Does the term sustainability become watered-down in meaning as it gets employed more and more frequently? Does it mean the same thing for everyone that we can talk about it as something part of the common good? And what is the relationship between sustainability (as in perpetual survival of life on this planet) and decolonization – in what ways must one occur for the other to be possible?
Grass Routes, the annual University of Winnipeg sustainability festival (November 12-15), seeks to start conversations about these topics and explore aspects of sustainability through three different forms: ideas, skills and art.
“It’s really to sort of try to have a campus-wide conversation,” says Alana Lajoie-O’Malley, Director of the Campus Sustainability Office. “One of the reasons I get so excited about Grass Routes is it really gets at some of the bigger picture reasons that universities are here, which is to have these difficult conversations and have them in creative ways.”
The guiding theme this year is ‘Living on (Un)Settled Land’, and though the event has seen a change in its timing, the format of organizing activities around the theme into the three categories remains.
“We’re [a university], so we want to have lectures and interesting conversations about whatever the theme for the year is,” Lajoie-O’Malley explains. “That means developing hands-on abilities among students and community and staff that might contribute to re-imagining a different kind of future; and art, sort of always including some kind of creative component where we’re encouraging people to express themselves.”
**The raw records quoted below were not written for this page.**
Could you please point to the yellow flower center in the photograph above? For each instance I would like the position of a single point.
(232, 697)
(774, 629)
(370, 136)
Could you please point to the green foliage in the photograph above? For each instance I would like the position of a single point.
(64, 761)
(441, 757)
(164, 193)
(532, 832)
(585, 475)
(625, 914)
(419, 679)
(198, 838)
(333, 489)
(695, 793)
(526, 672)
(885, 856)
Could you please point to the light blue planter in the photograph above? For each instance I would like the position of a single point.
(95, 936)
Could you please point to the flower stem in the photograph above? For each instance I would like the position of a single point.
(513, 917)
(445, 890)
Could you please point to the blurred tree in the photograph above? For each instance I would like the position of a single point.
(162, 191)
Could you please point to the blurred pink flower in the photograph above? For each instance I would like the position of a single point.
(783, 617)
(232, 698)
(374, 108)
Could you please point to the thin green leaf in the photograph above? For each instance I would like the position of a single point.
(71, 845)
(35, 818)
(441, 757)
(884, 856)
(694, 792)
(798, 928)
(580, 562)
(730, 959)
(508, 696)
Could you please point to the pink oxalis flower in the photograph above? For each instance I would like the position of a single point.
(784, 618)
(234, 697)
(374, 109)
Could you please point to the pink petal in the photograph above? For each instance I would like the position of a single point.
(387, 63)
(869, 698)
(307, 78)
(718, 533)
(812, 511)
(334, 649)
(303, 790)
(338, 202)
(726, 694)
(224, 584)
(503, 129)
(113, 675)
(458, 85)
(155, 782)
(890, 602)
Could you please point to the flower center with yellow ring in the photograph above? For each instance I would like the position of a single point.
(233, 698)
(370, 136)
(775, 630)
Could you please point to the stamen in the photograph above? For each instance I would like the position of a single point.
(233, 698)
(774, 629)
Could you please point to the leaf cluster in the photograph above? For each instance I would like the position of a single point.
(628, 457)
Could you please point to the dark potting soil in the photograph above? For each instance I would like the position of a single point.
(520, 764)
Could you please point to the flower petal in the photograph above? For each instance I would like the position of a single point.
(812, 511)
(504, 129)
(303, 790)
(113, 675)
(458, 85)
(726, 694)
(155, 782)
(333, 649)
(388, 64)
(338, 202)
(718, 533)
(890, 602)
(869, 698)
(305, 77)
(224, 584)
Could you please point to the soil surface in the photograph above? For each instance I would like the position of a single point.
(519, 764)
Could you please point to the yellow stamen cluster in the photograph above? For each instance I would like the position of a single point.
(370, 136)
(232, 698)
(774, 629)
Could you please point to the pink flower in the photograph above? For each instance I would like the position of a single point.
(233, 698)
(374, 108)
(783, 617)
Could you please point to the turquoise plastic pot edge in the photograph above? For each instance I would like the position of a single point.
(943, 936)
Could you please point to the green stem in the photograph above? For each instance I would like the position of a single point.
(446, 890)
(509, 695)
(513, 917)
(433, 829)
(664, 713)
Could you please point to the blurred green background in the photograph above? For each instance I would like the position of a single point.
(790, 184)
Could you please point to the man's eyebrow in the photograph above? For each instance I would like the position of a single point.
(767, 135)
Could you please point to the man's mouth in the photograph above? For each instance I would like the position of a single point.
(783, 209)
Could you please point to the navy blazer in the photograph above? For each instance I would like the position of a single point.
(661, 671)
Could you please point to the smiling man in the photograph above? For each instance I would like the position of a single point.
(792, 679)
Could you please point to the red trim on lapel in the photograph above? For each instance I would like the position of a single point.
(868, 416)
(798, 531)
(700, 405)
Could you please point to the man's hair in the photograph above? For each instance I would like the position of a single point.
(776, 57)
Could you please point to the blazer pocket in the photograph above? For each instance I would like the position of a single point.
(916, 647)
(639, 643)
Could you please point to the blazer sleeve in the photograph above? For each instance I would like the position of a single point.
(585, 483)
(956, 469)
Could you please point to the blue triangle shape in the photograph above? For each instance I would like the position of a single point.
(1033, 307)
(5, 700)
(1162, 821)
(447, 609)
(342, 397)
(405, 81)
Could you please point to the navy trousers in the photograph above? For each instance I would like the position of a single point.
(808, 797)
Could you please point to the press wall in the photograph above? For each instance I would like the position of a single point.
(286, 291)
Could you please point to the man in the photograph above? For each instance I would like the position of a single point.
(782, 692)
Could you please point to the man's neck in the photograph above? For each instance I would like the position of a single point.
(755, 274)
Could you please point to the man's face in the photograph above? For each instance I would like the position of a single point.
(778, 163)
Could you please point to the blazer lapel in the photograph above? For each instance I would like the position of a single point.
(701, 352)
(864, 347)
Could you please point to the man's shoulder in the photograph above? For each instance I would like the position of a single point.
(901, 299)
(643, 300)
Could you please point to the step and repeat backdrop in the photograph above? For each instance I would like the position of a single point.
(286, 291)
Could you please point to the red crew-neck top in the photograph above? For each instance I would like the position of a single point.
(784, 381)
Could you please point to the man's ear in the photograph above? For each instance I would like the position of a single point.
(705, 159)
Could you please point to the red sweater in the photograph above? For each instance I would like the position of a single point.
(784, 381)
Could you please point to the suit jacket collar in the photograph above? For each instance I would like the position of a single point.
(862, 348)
The four-day event is packed full of such activities as DIY workshops, panel discussions, a photo contest and film screenings. Together, these free events aim to appeal to a wide range of people, including community members as well as students on campus.
One session, the ‘Urban-Geo Workshop’, asks whether a just city is possible. Facilitator Karina Cardona believes that an inclusive dialogue helps people to understand each other’s different perspectives on how we imagine our roles and participation in our urban space.
“In this particular workshop what I would like to do is to be able to talk about where we’re coming from when it comes to sustainability,” Cardona describes, “and talk about ideas of spatial justice, [which] talks about the fact that not everybody has the same kind of access to participation in society, in the city.”
It can be problematic for people to discuss sweeping generalizations about what our individual responsibilities should be in working towards sustainable communities. Recognizing that, Cardona sees a need for increased shared understanding between community members.
“[A]s a critical cultural geographer, the thing that concerns me about that is that we’re treating everybody like they’re coming from the same place to make the same decision, and that’s not the case,” she says. “And when we talk about civic policy and sustainability, I don’t think that we can say that what applies to one neighborhood applies to another, in the same way.”
Many popular suggestions for reducing impacts on our environment can be easily achieved by some demographics while they’re impossible for others, such as buying organic produce, which goes a long way toward reducing impacts on our environment but can be costly.
Cardona believes the best chance to dream up possible solutions for a sustainable future may lie within our imagination.
“Sometimes there’s too much telling of what things should be like, and not enough exploring of what things could be like,” she admits.
“There are no consequences to imagining.”